2 – Mesures affectant le droit à la santé :
- En 2010, les dépenses pour la santé ont été limitées à 6% du PIB, puis les dépenses hospitalières réduites de 8%, ainsi que les dépenses de pharmacie plafonnées à 1% du PIB.
- Les soins de qualité ont été réduits pour les plus pauvres.
- En 2015, 25% de la population n’a plus de couverture maladie (!)
Ces mesures violent les articles 21.2 et 21.3 de la Constitution qui garantissent les normes de santé les plus élevées, ainsi que différents textes internationaux.
3 – Mesures affectant le droit à l’éducation :
- Réduction du nombre des enseignants et diminution de 40% de leurs salaires.
- Entre 2008 et 2012, 1053 écoles ont été fermées et 1933 ont fusionné.
- Les dépenses ont baissé dans les écoles ; certaines sont sans chauffage. Le réseau de transport scolaire est inadéquat.
Ces mesures violent l’article 16.2 de la Constitution ainsi que divers textes internationaux.
4 – Mesures affectant le droit à la Sécurité Sociale :
- Les prestations de retraites, chômage, allocations familiales ont été diminuées ;
- Les cotisations et limites d’âge ont été relevées ;
- Les retraites ont baissé en moyenne de 40%. 45% des retraités vivent en-dessous du seuil de pauvreté.
Ces mesures violent l’article 22.5 de la Constitution et différents textes internationaux.

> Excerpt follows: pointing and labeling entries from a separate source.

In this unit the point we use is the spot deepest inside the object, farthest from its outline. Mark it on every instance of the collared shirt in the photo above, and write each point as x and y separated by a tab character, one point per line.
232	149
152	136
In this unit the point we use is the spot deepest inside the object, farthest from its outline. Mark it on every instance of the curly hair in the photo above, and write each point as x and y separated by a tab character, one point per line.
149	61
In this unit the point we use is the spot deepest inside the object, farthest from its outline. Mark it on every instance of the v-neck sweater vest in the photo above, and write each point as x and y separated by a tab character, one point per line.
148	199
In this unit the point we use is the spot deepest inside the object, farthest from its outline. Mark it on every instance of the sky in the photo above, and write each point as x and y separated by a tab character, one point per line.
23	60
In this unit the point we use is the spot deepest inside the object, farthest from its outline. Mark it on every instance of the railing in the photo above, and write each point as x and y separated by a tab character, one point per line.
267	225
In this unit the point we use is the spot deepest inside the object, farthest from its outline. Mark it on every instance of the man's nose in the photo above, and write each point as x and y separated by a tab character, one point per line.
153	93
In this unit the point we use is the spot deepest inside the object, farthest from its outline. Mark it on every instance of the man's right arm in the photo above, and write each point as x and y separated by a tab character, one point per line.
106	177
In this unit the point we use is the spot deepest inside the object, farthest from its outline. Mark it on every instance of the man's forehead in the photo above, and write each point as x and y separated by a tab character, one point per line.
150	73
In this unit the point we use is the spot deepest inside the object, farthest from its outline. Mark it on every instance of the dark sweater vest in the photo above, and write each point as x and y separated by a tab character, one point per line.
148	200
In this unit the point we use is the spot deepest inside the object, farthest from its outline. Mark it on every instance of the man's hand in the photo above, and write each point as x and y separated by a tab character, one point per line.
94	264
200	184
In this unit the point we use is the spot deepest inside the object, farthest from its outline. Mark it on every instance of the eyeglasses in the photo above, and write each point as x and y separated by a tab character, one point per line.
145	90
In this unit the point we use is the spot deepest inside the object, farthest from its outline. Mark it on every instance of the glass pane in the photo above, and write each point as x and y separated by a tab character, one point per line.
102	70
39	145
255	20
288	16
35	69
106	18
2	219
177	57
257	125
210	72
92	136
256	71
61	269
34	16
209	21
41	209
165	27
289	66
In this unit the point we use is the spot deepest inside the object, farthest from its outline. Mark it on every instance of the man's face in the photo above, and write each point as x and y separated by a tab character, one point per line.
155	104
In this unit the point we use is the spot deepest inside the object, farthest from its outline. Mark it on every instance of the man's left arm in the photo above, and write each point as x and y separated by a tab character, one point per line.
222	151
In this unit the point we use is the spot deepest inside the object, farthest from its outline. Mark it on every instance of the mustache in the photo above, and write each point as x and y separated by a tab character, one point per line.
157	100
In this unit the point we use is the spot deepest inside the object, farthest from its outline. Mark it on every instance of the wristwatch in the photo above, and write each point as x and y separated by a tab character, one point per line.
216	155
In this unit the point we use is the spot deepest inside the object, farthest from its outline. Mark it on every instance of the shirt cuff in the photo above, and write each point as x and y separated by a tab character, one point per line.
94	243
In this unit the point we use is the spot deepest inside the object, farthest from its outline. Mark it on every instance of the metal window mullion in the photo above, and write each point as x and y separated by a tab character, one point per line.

5 – Mesures affectant le droit au logement :
Le logement social a été supprimé en 2012, ainsi que l’aide pour 120.000 ménages et personnes âgées. Les expulsions ont été facilitées. Les loyers sont inabordables. En 2014, 500.000 personnes vivaient dehors ou dans des logements insalubres.
Ces mesures violent les articles 4 et 21.4 de la Constitution ainsi que divers textes internationaux.
6 – Mesures violant le droit à la souveraineté nationale :
Les ventes massives de propriétés publiques de l’État violent les articles 12 et 13 de la Constitution, s’opposent à l’intérêt général, violent l’article 18 (droit de propriété) et l’article 24 (protection de l’environnement).
7 – Mesures affectant le droit à la justice :
Le système judiciaire est « réformé », en augmentant substantiellement les frais de justice. Les délais de jugement augmentent, les tribunaux sont surchargés. Ces mesures violent l’article 20.1 de la Constitution.
8 – Pauvreté et exclusion sociale :
Le déclassement et l’exclusion sociale se généralisent : 23,1% sous le seuil de pauvreté. 63,3% de la population se sont appauvris. Les inégalités se sont aggravées : les 10% les + pauvres ont perdu 56,5% de leurs ressources.
9 – Mesures affectant la liberté d’expression et d’assemblée :
Ces libertés ont été remises en cause et limitées, la répression s’est accrue. La Grèce est passée de la 35ème place à la 91ème dans l’Index mondial de la liberté de la presse. Ces mesures violent les articles 11 et 14 de la Constitution.
10 – Mesures affectant la protection contre les discriminations :
Les jeunes de moins de 25 ans sont exclus du salaire minimum. La libre négociation d’accords collectifs et individuels a régressé. La discrimination vis-à-vis des Roms, des malades du Sida, des personnes âgées a augmenté. Les crimes haineux augmentent, ainsi que les agressions sur les femmes (+47%).
Ces mesures violent les articles 4 et 21.1 de la Constitution, ainsi que divers textes internationaux.